The case underscores the importance of provisions in the federal Help America Vote Act, enacted in 2002, which includes voting rights guarantees for people with disabilities, according to Lisa Hasenstab, public policy manager for Disability Rights Wisconsin.
“Access to accessible voting is something that is not always a top priority in the mix of everything that has to happen for elections,” Hasenstab told the Wisconsin Examiner on Tuesday. “But it is the law. It’s federal law. and state law as well, that accessible means of voting be provided at every polling place. If at even one polling place that option is not provided, that is a violation of voters’ rights.”
Hasenstab said a variety of voting machine systems include provisions tailored to people with disabilities who have difficulty marking paper ballots. Systems also include headphones for voters who can’t see, so they can listen to the names of candidates on their ballots.
The Help America Vote Act requires every polling place to include such machines for people who need them, and any voter is able to use them, Hasenstab said.
Thornapple Town Chairman Tom Zelm declined to tell the Wisconsin Examiner in a phone conversation Tuesday why the town had stopped using voting machines and said he would have no comment on the settlement that the town and the U.S. Department of Justice signed in federal court on Dec. 12.
According to a May 13, 2024, report in the Milwaukee Journal Sentinel, the Thornapple town board voted in June 2023 to stop using electronic voting machines and use only paper ballots.
That same summer, Douglas Frank — profiled in the Los Angeles Times as a purveyor of “baseless claims about suspicious voting trends and secret algorithms used to steal elections” — visited the area, giving talks that stoked conspiracy theories about voting machines, according to several published reports.
After the April 2024 Wisconsin presidential preference primary, a local Democratic Party activist called another town board member to complain about the absence of voting machines that could be used by some people with disabilities. She recorded the call, in which the board member repeated false claims that the 2020 presidential election was stolen from Donald Trump and blamed voting machines.

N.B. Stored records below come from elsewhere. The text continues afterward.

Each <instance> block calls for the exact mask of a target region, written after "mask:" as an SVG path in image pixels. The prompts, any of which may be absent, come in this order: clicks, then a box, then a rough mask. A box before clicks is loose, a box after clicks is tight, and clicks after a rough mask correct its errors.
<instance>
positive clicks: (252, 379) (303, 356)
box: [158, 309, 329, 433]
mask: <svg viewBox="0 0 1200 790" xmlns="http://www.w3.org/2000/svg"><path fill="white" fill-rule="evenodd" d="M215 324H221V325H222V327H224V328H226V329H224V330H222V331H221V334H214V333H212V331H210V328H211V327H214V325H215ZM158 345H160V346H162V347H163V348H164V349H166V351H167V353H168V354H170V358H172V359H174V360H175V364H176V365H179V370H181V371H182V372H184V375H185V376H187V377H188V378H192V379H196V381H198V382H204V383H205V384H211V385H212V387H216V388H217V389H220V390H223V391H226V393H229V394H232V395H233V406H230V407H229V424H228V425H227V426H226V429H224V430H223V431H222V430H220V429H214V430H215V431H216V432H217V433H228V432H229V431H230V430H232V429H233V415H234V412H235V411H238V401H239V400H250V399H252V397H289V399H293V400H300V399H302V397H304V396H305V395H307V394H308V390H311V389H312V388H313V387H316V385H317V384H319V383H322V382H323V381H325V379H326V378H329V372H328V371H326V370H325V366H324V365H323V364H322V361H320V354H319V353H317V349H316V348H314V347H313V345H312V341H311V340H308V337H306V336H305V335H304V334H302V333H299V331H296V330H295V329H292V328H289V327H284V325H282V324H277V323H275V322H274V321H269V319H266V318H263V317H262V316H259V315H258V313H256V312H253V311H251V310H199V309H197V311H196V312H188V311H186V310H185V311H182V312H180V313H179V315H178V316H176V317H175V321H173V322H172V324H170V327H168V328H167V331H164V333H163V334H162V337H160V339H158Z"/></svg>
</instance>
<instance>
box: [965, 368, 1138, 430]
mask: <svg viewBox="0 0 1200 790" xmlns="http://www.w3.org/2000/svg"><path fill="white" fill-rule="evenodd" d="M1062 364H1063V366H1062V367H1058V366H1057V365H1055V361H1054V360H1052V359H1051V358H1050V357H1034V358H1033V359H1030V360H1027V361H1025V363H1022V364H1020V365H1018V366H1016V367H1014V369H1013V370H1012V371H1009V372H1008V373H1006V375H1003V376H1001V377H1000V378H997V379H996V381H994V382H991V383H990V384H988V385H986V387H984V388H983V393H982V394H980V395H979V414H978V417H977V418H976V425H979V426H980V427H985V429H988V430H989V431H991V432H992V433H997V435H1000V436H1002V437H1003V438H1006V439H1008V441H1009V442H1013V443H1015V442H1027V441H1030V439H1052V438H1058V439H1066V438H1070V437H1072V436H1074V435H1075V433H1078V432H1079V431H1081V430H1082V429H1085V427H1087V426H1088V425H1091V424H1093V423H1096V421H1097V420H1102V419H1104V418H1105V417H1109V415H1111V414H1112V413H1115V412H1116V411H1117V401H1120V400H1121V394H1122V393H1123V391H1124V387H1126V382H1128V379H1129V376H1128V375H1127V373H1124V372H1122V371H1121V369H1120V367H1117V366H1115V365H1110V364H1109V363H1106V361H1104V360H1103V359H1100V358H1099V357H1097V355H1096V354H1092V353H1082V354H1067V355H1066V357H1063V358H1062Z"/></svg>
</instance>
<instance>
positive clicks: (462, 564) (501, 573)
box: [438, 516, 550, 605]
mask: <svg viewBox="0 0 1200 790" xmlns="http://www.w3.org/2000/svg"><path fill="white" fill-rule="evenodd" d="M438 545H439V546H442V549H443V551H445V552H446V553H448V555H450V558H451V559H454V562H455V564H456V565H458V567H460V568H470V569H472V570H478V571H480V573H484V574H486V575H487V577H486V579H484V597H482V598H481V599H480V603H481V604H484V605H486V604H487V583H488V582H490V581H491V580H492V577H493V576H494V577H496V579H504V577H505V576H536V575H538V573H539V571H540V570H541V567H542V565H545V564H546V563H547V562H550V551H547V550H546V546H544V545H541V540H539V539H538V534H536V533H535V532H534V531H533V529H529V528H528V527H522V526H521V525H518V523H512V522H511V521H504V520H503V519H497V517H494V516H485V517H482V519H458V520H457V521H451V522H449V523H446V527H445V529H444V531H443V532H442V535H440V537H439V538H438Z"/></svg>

The activist then posted the recording on YouTube.
DOJ lawyers wrote to the town’s chief election officer on May 7, 2024, referring to reports received by the department that the town board “may have voted to remove all electronic voting machines in all elections,” including presidential primary.
The DOJ letter stated that some voters with disabilities had reported their requests to use accessible voting machines in the primary election were not granted. It quoted the Help America Vote Act’s requirement for all polling places to include systems that enable voters with disabilities to cast their ballots.
The Lawrence Town Board in Brown County also passed a measure in 2023 to stop using voting machines. Lawrence reversed its decision Sept. 9, 2024, according to DOJ, and signed an agreement with the feds to comply with HAVA.
Thornapple did not reverse its voting machine ban, and DOJ sued the town. That October a federal judge issued an injunction, requiring the town to use accessible voting machines in the November 2024 election.
Separately, the Wisconsin Elections Commission ordered the town and its elections clerk to “take affirmative steps” and comply with Wisconsin’s law that also requires accessible electronic voting equipment at polling places to accommodate people with disabilities.
The town appealed the federal court injunction, losing before the 7th Circuit Court of Appeals in July.
Under the Dec. 12 settlement, Thornapple and the town’s election officials “will ensure their voting systems are accessible to people with disabilities as required by HAVA.” The deal requires the town to use an electronic voting system “or other voting system equipped for individuals with disabilities at each polling place in the state, for each election for federal office.”
Town officials are also required to be trained on how to implement accessible voting systems that comply with HAVA, to keep the equipment in working order and provide all software and other updates. The deal also requires them to certify after every federal primary and general election that they have complied with the agreement.
Because the cases was originally pursued by the DOJ in the last year of President Joe Biden’s term, Hasenstab acknowledged that voting rights advocates watched the progress of the case with some concern after President Donald Trump took office and began reversing many Biden administration policies.
“We did have some nervousness that they wouldn’t pursue a final resolution to the case,” Hasenstab said Tuesday. “We’re pleasantly surprised that an agreement ended up being reached and that the Department of Justice stuck with that case.”